Du coup, entre émissions de télé réalité et spectacles de variété, notre réalité est perçue à travers le prisme de la laideur. L’image que la télévision nous renvoie de nous-même est celle d’un peuple abject, hideux, prompt aux turpitudes, à l’ignominie, à la disgrâce, à la malhonnêteté, au mauvais goût et à la bassesse sans égal. Ces dérapages s’expliqueraient par cette implacable logique qui sacrifierait la qualité du contenu à la course effrénée pour l’audience. Une course dont le seul but est de se tailler la part du lion sur le marché publicitaire. Un cercle vicieux dans lequel la télévision tunisienne s’est laissée piégée et même engloutie.
Cependant, dans tout ça y-a-t-il encore une place pour la dignité humaine, pour l’éthique, le beau, l’esthète ? Pas si évident. Toutes ces valeurs semblent être sacrifiées sur l’autel de l’intérêt financier et de l’argent facile.
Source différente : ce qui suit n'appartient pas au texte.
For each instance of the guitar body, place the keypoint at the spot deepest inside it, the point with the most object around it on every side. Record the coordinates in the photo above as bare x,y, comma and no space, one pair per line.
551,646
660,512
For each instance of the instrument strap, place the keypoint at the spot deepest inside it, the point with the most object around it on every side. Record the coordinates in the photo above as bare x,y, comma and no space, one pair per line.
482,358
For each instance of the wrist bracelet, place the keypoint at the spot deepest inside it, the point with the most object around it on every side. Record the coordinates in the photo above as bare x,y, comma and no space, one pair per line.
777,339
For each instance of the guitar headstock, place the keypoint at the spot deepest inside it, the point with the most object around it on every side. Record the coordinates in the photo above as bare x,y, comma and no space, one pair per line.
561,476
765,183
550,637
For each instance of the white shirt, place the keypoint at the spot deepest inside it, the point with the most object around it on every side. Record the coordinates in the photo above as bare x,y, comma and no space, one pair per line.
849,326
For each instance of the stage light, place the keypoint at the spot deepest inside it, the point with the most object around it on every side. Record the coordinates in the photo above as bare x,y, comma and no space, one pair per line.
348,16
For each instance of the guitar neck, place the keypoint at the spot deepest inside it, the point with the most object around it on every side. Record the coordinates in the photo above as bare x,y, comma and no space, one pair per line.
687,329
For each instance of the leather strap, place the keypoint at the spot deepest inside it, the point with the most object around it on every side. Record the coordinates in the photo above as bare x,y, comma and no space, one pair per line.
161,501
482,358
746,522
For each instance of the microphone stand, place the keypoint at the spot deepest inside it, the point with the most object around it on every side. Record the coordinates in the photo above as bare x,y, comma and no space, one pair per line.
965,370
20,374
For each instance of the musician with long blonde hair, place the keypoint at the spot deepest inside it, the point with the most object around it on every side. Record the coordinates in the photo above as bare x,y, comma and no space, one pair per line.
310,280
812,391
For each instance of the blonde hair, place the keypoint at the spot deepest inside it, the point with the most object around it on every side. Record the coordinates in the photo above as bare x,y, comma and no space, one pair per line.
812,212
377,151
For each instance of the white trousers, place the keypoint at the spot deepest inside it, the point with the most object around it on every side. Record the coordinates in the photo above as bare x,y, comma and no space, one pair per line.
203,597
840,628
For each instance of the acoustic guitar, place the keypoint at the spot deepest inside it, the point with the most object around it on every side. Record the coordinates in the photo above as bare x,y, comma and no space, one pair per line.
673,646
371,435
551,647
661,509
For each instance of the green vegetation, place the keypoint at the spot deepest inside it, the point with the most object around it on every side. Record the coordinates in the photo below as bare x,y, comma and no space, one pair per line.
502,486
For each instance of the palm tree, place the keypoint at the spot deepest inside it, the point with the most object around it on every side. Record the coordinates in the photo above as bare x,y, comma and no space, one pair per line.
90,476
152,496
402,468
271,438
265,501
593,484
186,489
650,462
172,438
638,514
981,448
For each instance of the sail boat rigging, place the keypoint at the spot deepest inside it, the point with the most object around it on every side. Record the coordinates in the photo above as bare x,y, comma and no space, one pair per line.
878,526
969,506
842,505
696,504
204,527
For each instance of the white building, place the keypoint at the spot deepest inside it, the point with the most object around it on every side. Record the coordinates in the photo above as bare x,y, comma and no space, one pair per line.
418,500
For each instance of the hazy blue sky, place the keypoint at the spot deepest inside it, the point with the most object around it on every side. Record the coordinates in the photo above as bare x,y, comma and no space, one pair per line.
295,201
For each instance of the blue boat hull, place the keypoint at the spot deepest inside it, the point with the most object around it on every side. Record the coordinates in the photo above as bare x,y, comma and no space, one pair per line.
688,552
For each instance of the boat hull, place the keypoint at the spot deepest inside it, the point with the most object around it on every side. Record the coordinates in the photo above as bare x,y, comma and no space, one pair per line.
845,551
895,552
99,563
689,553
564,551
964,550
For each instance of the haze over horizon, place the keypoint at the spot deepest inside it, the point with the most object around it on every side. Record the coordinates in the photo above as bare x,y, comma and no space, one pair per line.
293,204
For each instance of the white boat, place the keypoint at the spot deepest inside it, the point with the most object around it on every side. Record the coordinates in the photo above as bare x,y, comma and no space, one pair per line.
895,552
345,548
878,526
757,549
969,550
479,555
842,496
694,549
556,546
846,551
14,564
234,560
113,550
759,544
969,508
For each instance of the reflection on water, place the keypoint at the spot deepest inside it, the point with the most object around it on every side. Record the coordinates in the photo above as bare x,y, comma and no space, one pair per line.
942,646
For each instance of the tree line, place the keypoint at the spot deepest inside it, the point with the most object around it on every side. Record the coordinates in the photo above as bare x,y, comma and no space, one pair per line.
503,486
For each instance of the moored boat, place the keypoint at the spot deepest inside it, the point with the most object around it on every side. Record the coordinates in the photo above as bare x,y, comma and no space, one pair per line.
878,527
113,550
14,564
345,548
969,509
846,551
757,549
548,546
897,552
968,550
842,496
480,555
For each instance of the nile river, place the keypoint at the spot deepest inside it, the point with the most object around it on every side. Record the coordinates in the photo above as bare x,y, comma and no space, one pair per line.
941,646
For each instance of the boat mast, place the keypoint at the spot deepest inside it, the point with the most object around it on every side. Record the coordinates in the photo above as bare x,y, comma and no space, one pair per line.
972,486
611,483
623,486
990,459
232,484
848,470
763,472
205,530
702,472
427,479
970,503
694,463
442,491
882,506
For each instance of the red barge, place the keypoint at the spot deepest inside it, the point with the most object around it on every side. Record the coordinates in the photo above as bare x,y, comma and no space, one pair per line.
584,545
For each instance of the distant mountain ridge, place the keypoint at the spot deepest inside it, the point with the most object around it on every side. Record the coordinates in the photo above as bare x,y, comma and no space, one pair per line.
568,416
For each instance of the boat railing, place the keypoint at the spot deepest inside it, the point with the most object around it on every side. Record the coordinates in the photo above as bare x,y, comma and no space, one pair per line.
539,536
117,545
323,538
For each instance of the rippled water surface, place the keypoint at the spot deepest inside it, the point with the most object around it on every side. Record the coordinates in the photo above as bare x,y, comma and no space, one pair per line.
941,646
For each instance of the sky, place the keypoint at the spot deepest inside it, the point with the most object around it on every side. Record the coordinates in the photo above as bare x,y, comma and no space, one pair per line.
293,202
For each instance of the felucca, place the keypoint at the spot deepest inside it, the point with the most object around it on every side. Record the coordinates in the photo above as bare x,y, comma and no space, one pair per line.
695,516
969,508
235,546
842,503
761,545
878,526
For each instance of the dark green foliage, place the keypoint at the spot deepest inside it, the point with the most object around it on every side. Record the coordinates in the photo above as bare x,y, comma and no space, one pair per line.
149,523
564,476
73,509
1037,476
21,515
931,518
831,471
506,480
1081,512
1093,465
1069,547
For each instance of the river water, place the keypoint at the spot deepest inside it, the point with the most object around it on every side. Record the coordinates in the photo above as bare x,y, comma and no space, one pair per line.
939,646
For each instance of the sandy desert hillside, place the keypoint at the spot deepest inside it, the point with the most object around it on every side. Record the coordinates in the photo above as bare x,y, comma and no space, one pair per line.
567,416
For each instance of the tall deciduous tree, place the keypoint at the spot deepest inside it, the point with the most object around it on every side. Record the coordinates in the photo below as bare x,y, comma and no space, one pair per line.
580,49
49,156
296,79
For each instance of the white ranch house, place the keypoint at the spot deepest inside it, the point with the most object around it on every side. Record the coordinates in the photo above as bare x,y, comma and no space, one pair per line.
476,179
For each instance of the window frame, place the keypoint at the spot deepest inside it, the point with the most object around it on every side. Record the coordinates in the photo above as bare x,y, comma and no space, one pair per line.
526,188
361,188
Et c’est pour cette raison que la télévision, qu’elle soit publique ou privée, participe largement au naufrage culturel et intellectuel de notre société.
Même les débats, censés nous informer sur les rouages de la vie politique et de ses nuances, sont devenus des promontoires où des prétendus chroniqueurs atrabilaires et acrimonieux (pas tous fort heureusement), le plus souvent acquis à différentes chapelles idéologiques, défilent pour préjuger péremptoirement de l’actualité et pour l’essentialiser sans aucun effort d’analyse objective. Au lieu de parler, ces derniers crient et hurlent quand ils ne se crêpent pas le chignon ou quand ils n’humilient et ne ridiculisent pas leurs invités.
Certes, la télévision se doit à fortiori d’être le miroir de la société. Et la nôtre est loin d’être idéale. Elle est, à l’instar de plusieurs pays dans le monde, violente et affectée de plusieurs pathologies surtout par les temps qui courent où ses valeurs morales se diluent. Cela étant dit, nos programmeurs sont-ils contraints de focaliser seulement sur ses aspérités ? Ne faut-il pas contrebalancer nos angles morts en faisant valoir notre diversité et richesse culturelle, ainsi que notre profondeur historique ?
L’impératif d’une culture pour tous
Les professionnels de l’audiovisuel n’ont-ils pas oublié que la tâche originelle dévolue à ce médium est celle d’éduquer, d’instruire en même temps que de distraire.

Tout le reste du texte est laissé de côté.